Senseless Mepa practice - www.timesofmalta.com
Mon, Oct 8, 2007
Mepa is a perennial talking point. If the environment and planning authority isn't in the news for one thing, it is for the other. It is at the receiving end of interminable complaints, so much so it makes one wonder how it ever gets things done. Part of the complaints, in fact, is that the authority gets them done rather slowly. That complaint pales into insignificance with what is said over issues like the Ramla l-Hamra affair. The saga is worthy of one of the chapters in the story of Ulysses, who gave that disputed area his name, alongside that of Calypso.
That saga has ended like a tale straight from the writer O. Henry, with a double twist in the last paragraph. Perhaps ended is too strong a word. The would-be developers will be closeted with their legal advisers to try to find legal grounds on which to take Mepa to court. They might wish they had the wily Ulysses as an adviser, but in fact he seems to have put his wits at the disposal of the other side.
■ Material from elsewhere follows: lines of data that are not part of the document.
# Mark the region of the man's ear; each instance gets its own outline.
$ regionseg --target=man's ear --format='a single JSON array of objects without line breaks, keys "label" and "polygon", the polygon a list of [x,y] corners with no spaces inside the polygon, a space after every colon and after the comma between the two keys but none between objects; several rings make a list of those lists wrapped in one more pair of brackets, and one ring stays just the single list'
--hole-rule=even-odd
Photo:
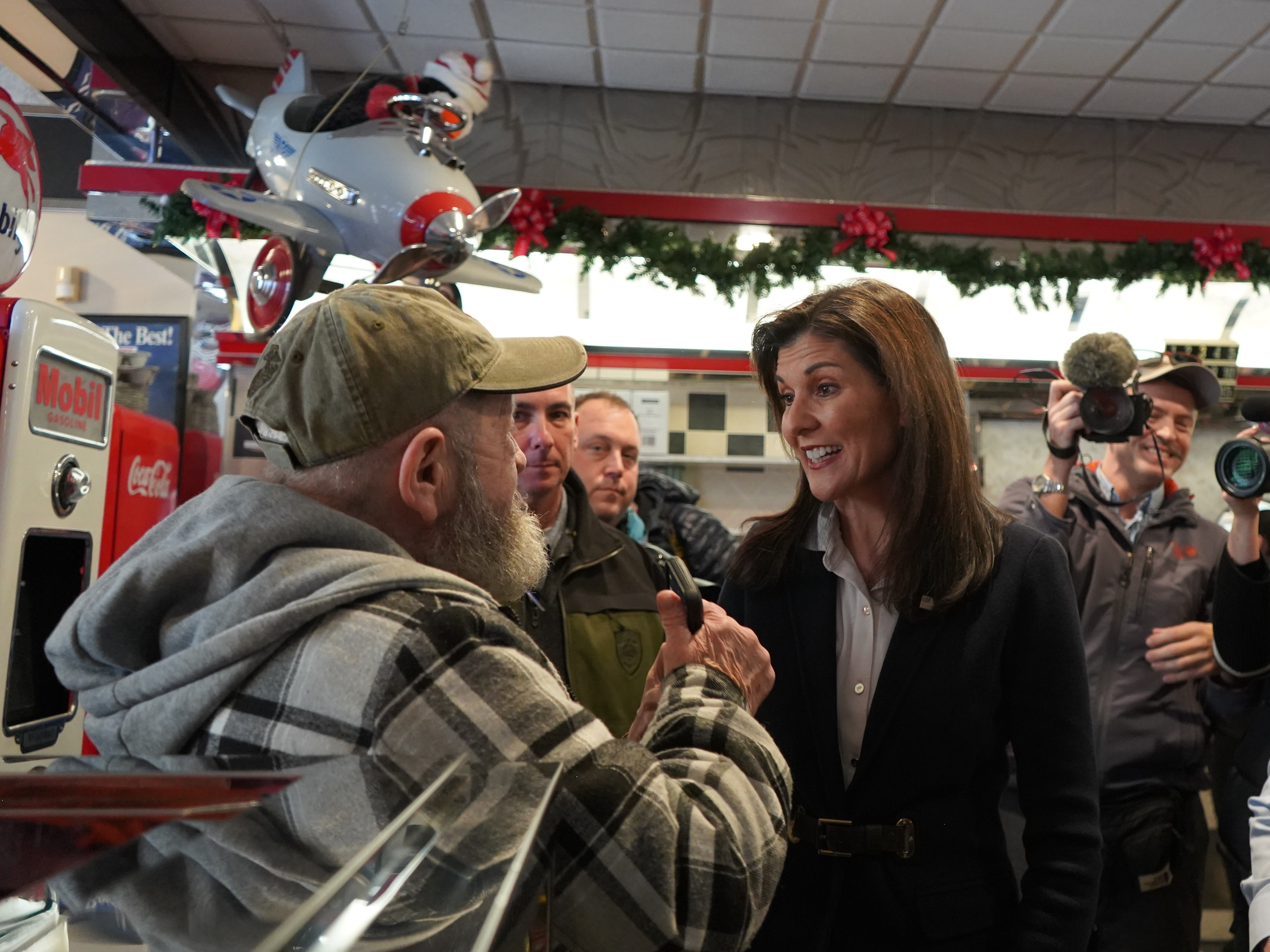
[{"label": "man's ear", "polygon": [[448,462],[446,434],[436,426],[419,430],[401,453],[398,491],[401,501],[419,513],[424,526],[433,526],[444,505],[447,480],[453,476]]}]

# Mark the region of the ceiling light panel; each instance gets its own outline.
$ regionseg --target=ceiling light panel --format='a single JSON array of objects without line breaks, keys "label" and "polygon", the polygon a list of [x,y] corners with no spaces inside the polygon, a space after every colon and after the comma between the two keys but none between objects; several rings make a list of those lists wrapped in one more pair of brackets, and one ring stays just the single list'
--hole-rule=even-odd
[{"label": "ceiling light panel", "polygon": [[[380,29],[390,36],[396,33],[403,22],[401,0],[366,0],[366,5]],[[409,36],[470,39],[481,36],[467,0],[409,0],[404,19]]]},{"label": "ceiling light panel", "polygon": [[1234,86],[1270,86],[1270,50],[1245,50],[1213,81]]},{"label": "ceiling light panel", "polygon": [[1016,67],[1020,72],[1058,76],[1105,76],[1129,52],[1129,39],[1041,36]]},{"label": "ceiling light panel", "polygon": [[883,27],[925,27],[935,0],[829,0],[831,23],[874,23]]},{"label": "ceiling light panel", "polygon": [[815,41],[814,60],[903,66],[921,38],[917,27],[864,27],[824,23]]},{"label": "ceiling light panel", "polygon": [[898,66],[814,62],[806,67],[799,95],[805,99],[884,103],[897,79],[899,79]]},{"label": "ceiling light panel", "polygon": [[605,50],[602,57],[606,86],[671,93],[691,93],[693,89],[697,57],[692,53]]},{"label": "ceiling light panel", "polygon": [[1233,53],[1234,48],[1228,46],[1147,41],[1120,67],[1116,77],[1198,81],[1205,79]]},{"label": "ceiling light panel", "polygon": [[646,10],[596,10],[599,44],[616,50],[655,50],[692,53],[697,48],[700,17]]},{"label": "ceiling light panel", "polygon": [[[696,6],[687,0],[686,6]],[[762,17],[777,20],[814,20],[819,0],[714,0],[711,17]]]},{"label": "ceiling light panel", "polygon": [[504,79],[572,86],[596,85],[596,61],[589,47],[521,43],[514,39],[498,39],[494,46],[498,47]]},{"label": "ceiling light panel", "polygon": [[1245,123],[1270,109],[1270,89],[1204,86],[1170,114],[1186,122]]},{"label": "ceiling light panel", "polygon": [[707,93],[787,96],[792,93],[798,63],[790,60],[706,57]]},{"label": "ceiling light panel", "polygon": [[1019,55],[1027,38],[1022,33],[936,27],[922,44],[917,63],[947,69],[1003,70]]},{"label": "ceiling light panel", "polygon": [[812,24],[805,20],[761,20],[752,17],[710,18],[707,52],[715,56],[753,56],[800,60]]},{"label": "ceiling light panel", "polygon": [[1031,33],[1053,5],[1054,0],[949,0],[939,25]]},{"label": "ceiling light panel", "polygon": [[1068,0],[1046,33],[1063,37],[1142,39],[1168,9],[1171,0]]},{"label": "ceiling light panel", "polygon": [[1265,0],[1185,0],[1152,39],[1243,46],[1270,24]]},{"label": "ceiling light panel", "polygon": [[1082,116],[1106,116],[1132,119],[1158,119],[1194,89],[1191,83],[1144,83],[1142,80],[1107,80]]},{"label": "ceiling light panel", "polygon": [[895,94],[895,102],[904,105],[978,109],[999,76],[999,72],[935,70],[914,66],[908,71],[899,93]]},{"label": "ceiling light panel", "polygon": [[583,6],[485,0],[485,9],[499,39],[591,46],[591,27]]},{"label": "ceiling light panel", "polygon": [[1011,75],[992,96],[988,109],[1067,116],[1097,85],[1092,76]]}]

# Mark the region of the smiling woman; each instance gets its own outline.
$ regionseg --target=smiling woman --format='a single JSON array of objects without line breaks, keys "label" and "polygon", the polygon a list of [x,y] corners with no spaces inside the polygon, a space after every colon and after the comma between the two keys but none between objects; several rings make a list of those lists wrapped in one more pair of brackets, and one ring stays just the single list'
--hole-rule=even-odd
[{"label": "smiling woman", "polygon": [[859,281],[761,322],[752,359],[801,465],[720,599],[771,654],[758,720],[798,807],[752,948],[1085,948],[1100,848],[1067,560],[983,499],[944,338],[913,297]]}]

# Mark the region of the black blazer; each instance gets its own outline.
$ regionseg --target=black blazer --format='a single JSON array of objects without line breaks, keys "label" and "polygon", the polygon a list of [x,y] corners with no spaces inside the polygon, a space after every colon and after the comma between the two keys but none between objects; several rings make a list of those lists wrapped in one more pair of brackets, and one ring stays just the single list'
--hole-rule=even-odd
[{"label": "black blazer", "polygon": [[[992,580],[952,609],[900,617],[843,786],[836,707],[837,576],[800,550],[763,589],[724,586],[771,652],[758,711],[814,817],[913,821],[917,852],[823,857],[790,844],[753,949],[1083,951],[1101,868],[1080,617],[1057,542],[1005,529]],[[1027,819],[1019,899],[997,805],[1013,746]]]}]

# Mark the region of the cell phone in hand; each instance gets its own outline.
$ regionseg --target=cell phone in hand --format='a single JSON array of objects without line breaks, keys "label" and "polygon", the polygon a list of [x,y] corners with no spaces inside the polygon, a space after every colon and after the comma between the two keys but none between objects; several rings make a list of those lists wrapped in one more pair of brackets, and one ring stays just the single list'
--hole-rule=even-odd
[{"label": "cell phone in hand", "polygon": [[683,599],[683,612],[687,618],[688,631],[696,635],[705,625],[705,609],[701,607],[701,589],[692,580],[692,572],[678,556],[671,555],[664,548],[649,546],[657,555],[658,565],[665,576],[664,585],[676,595]]}]

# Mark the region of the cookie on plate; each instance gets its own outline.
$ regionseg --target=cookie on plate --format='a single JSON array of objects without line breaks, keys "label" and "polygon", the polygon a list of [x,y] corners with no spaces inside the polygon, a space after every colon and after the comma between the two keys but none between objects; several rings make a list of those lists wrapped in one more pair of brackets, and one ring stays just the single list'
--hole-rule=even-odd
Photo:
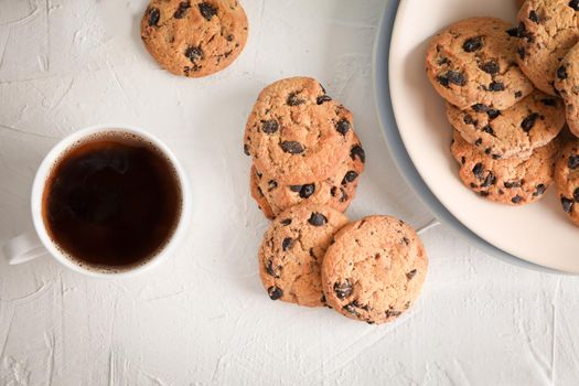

Whatever else comes up in the weeks and months ahead, the saga has highlighted a very strange feature in the way the authority works. As architect and politician Robert Musumeci pithily put in this newspaper on Saturday (The Revocation Of The Ramla l-Hamra Permit), to date ownership has normally not been considered as a material planning consideration affecting development applications, other than when an application is intended to sanction already committed works. Meaning that it is the actual owner who must ask Mepa to sanction works undertaken without a permit, but in contrast, anyone can apply for a plan involving somebody else's property.
The little matter of ownership only comes into play if a permit is issued, in which case it would be made conditional on the ownership issue being cleared up.
I am not aware how this practice came about. To my mind it constitutes undiluted nonsense. The condition has allowed a way out of the Ramla l-Hamra turbulent story. That is not the point. The point is that part of Mepa's time may be taken up considering applications regarding land not owned by the applicant, and - certainly hypothetically - regarding which a dispute may arise which renders futile the work put in by Mepa. However this practice came about, it is very clearly odd. One might find himself involved in a situation concerning one's property regarding which one had never given consent, or was previously aware.
I suggest the Ramla l-Hamra outcome should be used as an opportunity to remedy this anomaly. An applicant for a Mepa building permit should, in the first instance, give proof of title. Unless the applicant is the owner, or can at least produce a promise of sale confirmed by the would-be seller, the application should not be considered. This test should be passed before the application is in any way processed, and therefore before contributions have to be paid, though applications should still carry a fee.
Mepa, however much pilloried, is an important institution. It has a heavy workload, which will remain so while the construction industry is of considerable current relevance to the economy. The authority should not be burdened with practices which do not make sense.